L'atome chinois à la conquête de l'Afrique et du monde

En Afrique

Après les barrages hydroélectriques, les centrales thermiques et les éoliennes, la Chine exporte sa technologie nucléaire en Afrique. Le Kenya a signé en septembre dernier un accord avec Pékin dans le cadre de son projet de centrale nucléaire. L’objectif est de lancer la première centrale kenyane avec une capacité de 1 000 mégawatts à l'horizon 2025, et faire de l'électricité nucléaire « une composante fondamentale de la production d'énergie du pays », selon le Kenya Nuclear Electricity Board (KNEB).

Pékin n’en est pas à son premier partenariat en Afrique. Le 7 novembre 2014, la Chine et l'Afrique du Sud signaient un accord de coopération dans le nucléaire civil susceptible d'ouvrir des opportunités à la technologie chinoise.

L’Afrique du Sud prévoit en effet d'acheter six à huit nouveaux réacteurs (9 600 mégawatts au total) en vue d’accroître sa capacité de production d’électricité. Son choix n’est pas encore arrêté et la Chine est en compétition avec la France, la Russie, la Corée du Sud et les Etats-Unis.

Mais Pékin a plus d’une carte dans son jeu. D’abord, comme toujours dans ce type de partenariat en Afrique, elle amène le financement. Une centrale coûte très chère et le seul contrat sud-africain est estimé à 45 milliards de dollars.

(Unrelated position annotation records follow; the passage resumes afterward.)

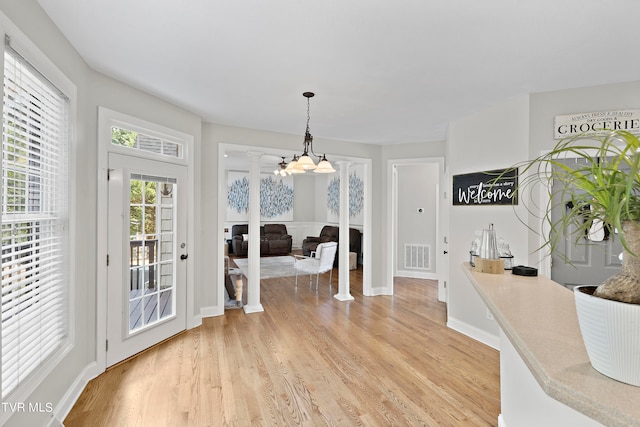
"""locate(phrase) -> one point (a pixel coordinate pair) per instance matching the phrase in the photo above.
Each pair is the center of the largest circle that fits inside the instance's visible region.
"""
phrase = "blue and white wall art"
(356, 197)
(276, 197)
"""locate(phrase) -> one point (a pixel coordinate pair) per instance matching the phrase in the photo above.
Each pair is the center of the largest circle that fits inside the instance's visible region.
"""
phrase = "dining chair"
(318, 263)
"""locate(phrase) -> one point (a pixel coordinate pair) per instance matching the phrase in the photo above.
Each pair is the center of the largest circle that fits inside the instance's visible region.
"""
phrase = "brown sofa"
(330, 233)
(274, 239)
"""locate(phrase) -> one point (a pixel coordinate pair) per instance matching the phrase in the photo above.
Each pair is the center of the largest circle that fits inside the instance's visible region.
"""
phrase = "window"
(140, 141)
(34, 220)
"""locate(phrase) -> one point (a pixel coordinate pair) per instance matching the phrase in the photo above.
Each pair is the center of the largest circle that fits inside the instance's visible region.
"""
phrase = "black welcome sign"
(496, 187)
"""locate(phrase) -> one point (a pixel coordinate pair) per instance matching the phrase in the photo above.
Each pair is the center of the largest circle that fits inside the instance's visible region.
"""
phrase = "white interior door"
(146, 290)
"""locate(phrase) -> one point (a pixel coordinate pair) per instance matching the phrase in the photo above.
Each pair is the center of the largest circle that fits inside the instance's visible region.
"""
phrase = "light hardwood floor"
(309, 360)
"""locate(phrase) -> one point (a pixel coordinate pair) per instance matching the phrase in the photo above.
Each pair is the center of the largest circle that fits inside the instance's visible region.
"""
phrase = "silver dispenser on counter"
(490, 248)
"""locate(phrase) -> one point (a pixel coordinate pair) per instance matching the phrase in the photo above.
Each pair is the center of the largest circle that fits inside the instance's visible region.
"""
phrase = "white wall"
(495, 138)
(545, 106)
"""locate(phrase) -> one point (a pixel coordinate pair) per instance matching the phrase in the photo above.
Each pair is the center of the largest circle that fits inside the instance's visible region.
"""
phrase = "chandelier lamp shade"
(304, 162)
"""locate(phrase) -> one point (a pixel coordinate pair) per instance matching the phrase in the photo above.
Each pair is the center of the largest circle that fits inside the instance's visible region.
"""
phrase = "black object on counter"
(521, 270)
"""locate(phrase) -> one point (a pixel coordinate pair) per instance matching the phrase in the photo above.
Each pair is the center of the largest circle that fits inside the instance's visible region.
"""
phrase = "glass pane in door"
(151, 250)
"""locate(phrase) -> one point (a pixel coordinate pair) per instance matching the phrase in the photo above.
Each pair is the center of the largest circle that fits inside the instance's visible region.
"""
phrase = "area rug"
(270, 267)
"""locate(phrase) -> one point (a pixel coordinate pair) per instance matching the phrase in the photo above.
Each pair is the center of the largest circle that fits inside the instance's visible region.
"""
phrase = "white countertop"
(539, 318)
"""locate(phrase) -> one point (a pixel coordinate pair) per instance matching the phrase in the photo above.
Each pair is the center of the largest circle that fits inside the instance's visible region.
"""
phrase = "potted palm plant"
(602, 191)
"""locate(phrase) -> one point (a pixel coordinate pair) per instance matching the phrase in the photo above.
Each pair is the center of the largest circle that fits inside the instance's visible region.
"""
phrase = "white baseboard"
(211, 311)
(416, 274)
(477, 334)
(69, 399)
(378, 291)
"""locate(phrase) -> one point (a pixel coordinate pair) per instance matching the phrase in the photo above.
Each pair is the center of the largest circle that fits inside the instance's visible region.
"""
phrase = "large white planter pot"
(611, 334)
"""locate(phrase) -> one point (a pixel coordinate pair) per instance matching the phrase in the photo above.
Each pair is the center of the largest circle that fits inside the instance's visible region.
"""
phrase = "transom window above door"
(140, 141)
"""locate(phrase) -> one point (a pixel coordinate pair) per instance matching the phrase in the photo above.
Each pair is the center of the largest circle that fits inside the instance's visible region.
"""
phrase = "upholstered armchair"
(328, 233)
(331, 233)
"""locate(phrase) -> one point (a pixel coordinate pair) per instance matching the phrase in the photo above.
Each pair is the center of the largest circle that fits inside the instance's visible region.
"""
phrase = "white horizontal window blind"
(34, 220)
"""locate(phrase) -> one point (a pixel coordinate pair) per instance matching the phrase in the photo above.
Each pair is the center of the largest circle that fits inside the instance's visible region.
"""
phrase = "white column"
(343, 255)
(253, 279)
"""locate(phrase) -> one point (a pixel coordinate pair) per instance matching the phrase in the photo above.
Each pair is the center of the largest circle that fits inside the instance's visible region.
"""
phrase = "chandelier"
(305, 162)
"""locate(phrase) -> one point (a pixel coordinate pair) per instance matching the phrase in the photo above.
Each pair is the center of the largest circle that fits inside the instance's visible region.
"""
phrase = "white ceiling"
(383, 71)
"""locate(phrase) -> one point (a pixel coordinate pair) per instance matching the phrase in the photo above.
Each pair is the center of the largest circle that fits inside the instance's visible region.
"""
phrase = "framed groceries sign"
(484, 188)
(592, 123)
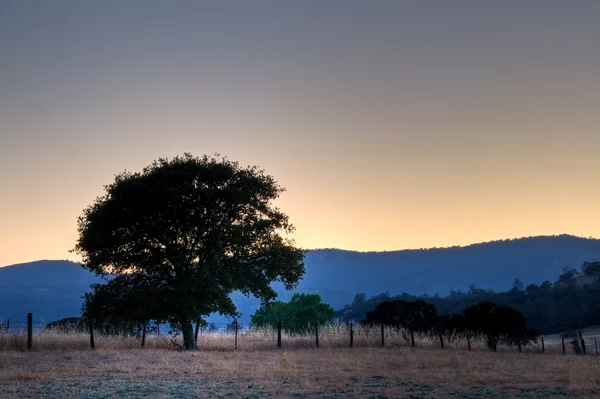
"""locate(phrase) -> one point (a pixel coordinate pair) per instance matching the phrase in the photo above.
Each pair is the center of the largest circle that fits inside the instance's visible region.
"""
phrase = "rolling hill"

Pretoria est en récession et l’argument du financement va peser très lourd dans la balance, d’autant que la technologie chinoise est beaucoup moins chère que les autres.

Autre point fort : les relations « privilégiées » entre la Chine et l’Afrique du Sud. La Chine est maintenant le plus grand partenaire commercial de l'Afrique du Sud, et le volume des échanges commerciaux entre les deux pays est passé de 9,52 milliards de dollars en 2009, à 22 milliards en 2013.

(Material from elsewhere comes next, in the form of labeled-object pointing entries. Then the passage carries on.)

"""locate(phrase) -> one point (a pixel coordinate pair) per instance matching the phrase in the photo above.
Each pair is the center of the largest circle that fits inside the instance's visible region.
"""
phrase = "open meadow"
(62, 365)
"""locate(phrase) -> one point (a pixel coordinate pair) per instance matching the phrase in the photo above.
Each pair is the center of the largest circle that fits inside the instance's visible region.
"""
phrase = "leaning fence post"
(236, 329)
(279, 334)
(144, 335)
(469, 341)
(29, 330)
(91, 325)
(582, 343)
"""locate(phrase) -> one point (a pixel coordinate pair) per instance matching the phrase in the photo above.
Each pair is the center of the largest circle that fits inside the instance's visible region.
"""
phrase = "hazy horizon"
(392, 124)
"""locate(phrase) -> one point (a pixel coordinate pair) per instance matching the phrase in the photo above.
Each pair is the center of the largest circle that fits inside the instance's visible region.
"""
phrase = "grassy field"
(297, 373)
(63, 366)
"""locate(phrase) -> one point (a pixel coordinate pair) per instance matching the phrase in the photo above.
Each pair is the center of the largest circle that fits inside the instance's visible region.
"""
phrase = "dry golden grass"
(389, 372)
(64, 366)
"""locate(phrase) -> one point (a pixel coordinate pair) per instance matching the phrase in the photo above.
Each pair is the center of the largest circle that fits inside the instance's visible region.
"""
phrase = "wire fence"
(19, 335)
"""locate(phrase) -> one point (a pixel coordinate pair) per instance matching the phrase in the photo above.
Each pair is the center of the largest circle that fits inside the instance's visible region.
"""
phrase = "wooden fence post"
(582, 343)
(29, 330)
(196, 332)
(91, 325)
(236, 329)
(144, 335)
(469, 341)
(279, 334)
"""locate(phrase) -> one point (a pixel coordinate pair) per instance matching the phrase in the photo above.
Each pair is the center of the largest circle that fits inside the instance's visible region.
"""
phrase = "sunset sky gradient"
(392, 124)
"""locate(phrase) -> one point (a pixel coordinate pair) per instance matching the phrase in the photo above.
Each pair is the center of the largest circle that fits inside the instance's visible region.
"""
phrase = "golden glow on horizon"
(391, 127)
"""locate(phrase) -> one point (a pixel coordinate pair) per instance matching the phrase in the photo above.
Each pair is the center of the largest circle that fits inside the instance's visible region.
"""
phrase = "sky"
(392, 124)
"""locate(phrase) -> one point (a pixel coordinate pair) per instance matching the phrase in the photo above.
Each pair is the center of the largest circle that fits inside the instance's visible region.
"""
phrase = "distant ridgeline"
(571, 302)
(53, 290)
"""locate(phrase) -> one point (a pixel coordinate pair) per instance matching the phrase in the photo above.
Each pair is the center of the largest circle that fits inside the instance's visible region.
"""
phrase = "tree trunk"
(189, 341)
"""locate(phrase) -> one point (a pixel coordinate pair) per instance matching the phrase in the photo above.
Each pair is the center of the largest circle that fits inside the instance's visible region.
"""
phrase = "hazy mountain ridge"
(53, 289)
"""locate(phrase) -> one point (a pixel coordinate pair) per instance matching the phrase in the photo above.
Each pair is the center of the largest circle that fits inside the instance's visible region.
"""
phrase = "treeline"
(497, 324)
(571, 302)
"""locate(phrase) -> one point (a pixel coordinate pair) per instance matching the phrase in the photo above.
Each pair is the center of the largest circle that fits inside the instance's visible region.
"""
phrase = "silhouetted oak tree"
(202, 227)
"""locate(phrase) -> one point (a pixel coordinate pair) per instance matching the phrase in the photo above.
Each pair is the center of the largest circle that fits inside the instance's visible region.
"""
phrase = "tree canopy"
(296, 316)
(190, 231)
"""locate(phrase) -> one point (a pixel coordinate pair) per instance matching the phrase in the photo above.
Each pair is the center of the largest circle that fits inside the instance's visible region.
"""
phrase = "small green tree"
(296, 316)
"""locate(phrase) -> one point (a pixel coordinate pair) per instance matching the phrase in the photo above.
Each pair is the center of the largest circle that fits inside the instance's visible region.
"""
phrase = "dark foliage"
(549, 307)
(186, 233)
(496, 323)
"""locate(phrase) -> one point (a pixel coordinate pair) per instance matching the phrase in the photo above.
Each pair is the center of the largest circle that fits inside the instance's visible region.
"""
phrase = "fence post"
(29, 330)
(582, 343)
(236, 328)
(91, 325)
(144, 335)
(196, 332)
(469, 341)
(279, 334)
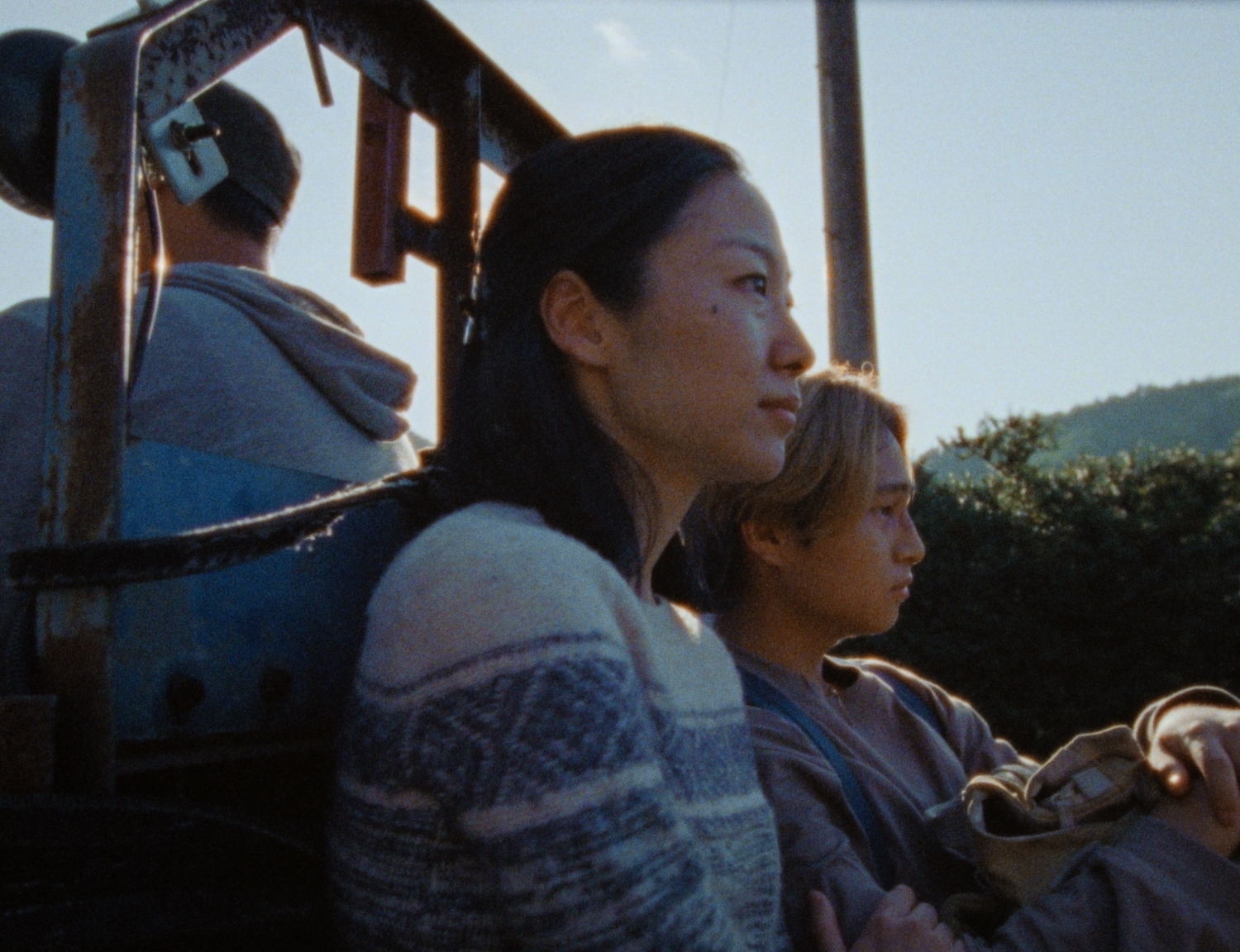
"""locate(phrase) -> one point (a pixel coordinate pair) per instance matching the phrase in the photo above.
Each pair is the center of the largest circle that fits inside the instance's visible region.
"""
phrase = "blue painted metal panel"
(263, 647)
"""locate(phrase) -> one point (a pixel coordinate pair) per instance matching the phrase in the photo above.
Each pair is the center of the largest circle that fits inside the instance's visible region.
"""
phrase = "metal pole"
(851, 289)
(88, 335)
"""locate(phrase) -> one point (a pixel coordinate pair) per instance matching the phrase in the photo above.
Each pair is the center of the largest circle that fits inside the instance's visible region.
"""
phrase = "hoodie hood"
(369, 387)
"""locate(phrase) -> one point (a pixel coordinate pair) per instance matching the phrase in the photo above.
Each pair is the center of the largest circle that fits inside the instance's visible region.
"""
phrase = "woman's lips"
(783, 409)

Mais l’argument massue pour Pékin, c’est sa capacité à construire vite et bien des centrales adaptées aux besoins du Sud.

Son produit phare est la centrale HPR1000. Une centrale de troisième génération que Pékin espère vendre à Nairobi et à Pretoria. Plus connue sous le nom de Hualong One, cette centrale ne fonctionne pas encore. Le conseil d'Etat chinois a approuvé en avril dernier seulement la construction de la première unité nucléaire pilote de 3ème génération. Une technologie développée par les deux géants de l’atome, China General Nuclear Power Group (CGN) et China National Nuclear Corporation (CNNC).

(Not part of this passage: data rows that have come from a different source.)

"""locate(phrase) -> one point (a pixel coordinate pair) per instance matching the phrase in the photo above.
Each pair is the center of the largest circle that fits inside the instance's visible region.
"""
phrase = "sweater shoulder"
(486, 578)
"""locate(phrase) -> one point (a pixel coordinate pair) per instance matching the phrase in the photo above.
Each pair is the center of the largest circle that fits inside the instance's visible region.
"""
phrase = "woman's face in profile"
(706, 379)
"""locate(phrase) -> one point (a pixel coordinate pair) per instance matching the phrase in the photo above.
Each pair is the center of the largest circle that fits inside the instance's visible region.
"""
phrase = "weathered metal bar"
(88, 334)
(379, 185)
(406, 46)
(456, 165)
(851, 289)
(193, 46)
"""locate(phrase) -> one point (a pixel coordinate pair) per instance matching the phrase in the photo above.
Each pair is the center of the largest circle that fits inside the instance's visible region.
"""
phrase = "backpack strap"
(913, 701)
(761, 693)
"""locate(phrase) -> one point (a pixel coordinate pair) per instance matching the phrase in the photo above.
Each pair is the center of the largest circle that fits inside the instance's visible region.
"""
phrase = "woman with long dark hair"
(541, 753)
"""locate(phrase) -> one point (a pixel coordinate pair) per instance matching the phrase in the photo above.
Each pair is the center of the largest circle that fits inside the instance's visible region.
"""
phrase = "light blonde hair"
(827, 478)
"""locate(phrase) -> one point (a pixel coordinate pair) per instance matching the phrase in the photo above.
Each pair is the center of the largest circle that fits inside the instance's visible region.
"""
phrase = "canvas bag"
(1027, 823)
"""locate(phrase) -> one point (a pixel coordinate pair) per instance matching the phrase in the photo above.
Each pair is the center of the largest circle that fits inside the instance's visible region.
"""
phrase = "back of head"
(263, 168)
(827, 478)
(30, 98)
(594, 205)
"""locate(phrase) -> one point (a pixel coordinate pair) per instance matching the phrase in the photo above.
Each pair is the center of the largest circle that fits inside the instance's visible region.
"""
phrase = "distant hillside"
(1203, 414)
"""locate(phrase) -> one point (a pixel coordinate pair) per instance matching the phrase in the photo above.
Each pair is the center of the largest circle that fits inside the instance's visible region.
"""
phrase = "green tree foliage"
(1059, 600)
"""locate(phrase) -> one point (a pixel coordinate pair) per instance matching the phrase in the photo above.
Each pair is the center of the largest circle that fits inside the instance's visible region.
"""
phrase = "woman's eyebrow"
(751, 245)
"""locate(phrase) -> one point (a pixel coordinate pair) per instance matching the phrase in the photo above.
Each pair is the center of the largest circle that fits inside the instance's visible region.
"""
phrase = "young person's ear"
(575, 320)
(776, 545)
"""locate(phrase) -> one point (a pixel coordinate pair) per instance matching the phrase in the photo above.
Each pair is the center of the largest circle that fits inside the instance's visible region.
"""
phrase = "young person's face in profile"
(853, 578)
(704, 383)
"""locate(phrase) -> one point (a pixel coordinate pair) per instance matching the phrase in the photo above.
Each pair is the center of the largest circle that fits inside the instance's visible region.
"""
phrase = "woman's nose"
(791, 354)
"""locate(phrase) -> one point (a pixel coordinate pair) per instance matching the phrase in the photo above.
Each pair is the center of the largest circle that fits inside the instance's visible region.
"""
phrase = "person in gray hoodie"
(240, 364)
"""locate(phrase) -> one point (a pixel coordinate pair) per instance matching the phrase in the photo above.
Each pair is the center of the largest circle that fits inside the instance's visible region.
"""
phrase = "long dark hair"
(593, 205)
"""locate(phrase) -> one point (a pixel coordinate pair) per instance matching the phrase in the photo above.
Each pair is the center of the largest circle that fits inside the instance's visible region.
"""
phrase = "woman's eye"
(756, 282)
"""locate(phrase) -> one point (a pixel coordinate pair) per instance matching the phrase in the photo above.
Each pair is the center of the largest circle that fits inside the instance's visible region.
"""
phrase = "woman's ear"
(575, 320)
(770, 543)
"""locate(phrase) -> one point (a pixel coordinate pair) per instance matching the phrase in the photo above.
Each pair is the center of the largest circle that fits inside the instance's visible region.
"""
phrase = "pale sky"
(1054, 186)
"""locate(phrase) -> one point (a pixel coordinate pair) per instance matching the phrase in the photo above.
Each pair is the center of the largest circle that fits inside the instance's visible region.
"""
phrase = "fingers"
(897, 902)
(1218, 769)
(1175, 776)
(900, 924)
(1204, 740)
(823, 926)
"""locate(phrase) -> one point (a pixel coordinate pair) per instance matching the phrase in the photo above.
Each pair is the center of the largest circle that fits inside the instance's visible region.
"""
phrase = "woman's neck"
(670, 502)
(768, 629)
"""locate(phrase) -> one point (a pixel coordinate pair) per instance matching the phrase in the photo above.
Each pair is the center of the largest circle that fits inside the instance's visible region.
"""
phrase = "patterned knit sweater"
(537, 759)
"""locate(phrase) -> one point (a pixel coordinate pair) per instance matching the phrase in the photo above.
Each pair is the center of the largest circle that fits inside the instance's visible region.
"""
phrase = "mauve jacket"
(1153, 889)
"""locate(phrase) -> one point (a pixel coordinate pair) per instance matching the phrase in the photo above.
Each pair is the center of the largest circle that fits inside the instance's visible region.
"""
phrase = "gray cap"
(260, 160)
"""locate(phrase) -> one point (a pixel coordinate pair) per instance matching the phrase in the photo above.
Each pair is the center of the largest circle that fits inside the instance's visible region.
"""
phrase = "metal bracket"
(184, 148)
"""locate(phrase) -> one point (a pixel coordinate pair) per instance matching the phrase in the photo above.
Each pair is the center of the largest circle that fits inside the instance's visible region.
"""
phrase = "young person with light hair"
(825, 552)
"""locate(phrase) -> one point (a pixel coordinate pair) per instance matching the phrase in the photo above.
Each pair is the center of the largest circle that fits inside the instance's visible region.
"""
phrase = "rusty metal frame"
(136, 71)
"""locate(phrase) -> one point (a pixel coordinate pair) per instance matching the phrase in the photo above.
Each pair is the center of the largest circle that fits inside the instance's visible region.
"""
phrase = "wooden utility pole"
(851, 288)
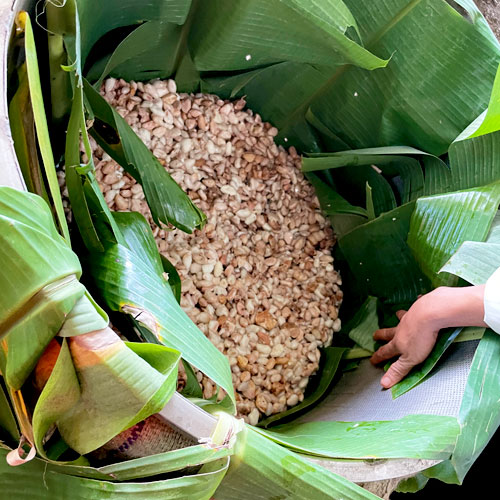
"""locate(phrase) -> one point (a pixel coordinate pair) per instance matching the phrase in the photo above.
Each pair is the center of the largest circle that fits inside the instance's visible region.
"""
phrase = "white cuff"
(492, 301)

Une première centrale chinoise

La construction de cette première centrale « made in China » sur le sol national constitue un test grandeur nature visant à démontrer aux potentiels acquéreurs internationaux la fiabilité de cette technologie. Autant dire que le Kenya et l’Afrique du Sud suivent de très près l’avancée des travaux.

Dans le nucléaire comme ailleurs, la Chine avance  à grand pas et voit beaucoup plus loin que ses frontières. Quatre ans après la catastrophe de Fukushima, qui avait provoqué un moratoire sur les constructions, Pékin se lance à corps perdu dans le nucléaire.

La Chine n’a guère le choix. Elle connaît une véritable boulimie d’énergie et doit absolument, pour lutter contre la pollution atmosphérique, fermer une grande partie de ses centrales à charbon vieillissantes. Selon les estimations de l’Agence Internationale de l’Energie, la Chine consommera trois fois plus d’énergie d’ici 2035 !

« La Chine est le plus gros marché mondial pour l'atome et héberge 40% des réacteurs nucléaires en construction », note Jean-François Dufour, directeur du cabinet de conseil Chine-analyse. La Chine veut ainsi passer de 15 à 60 gigawatts d’ici 2020 et 200 GW en 2030. Soit l’équivalent d’une bonne soixantaine de centrales classiques !

La Chine compte déjà vingt et un réacteurs nucléaires opérationnels répartis sur sept sites de production. Vingt-huit réacteurs sont  en construction, ce qui la place au sixième rang mondial en terme de capacité de production, et au premier rang en nombre de réacteurs en construction devant la Russie et l’Inde.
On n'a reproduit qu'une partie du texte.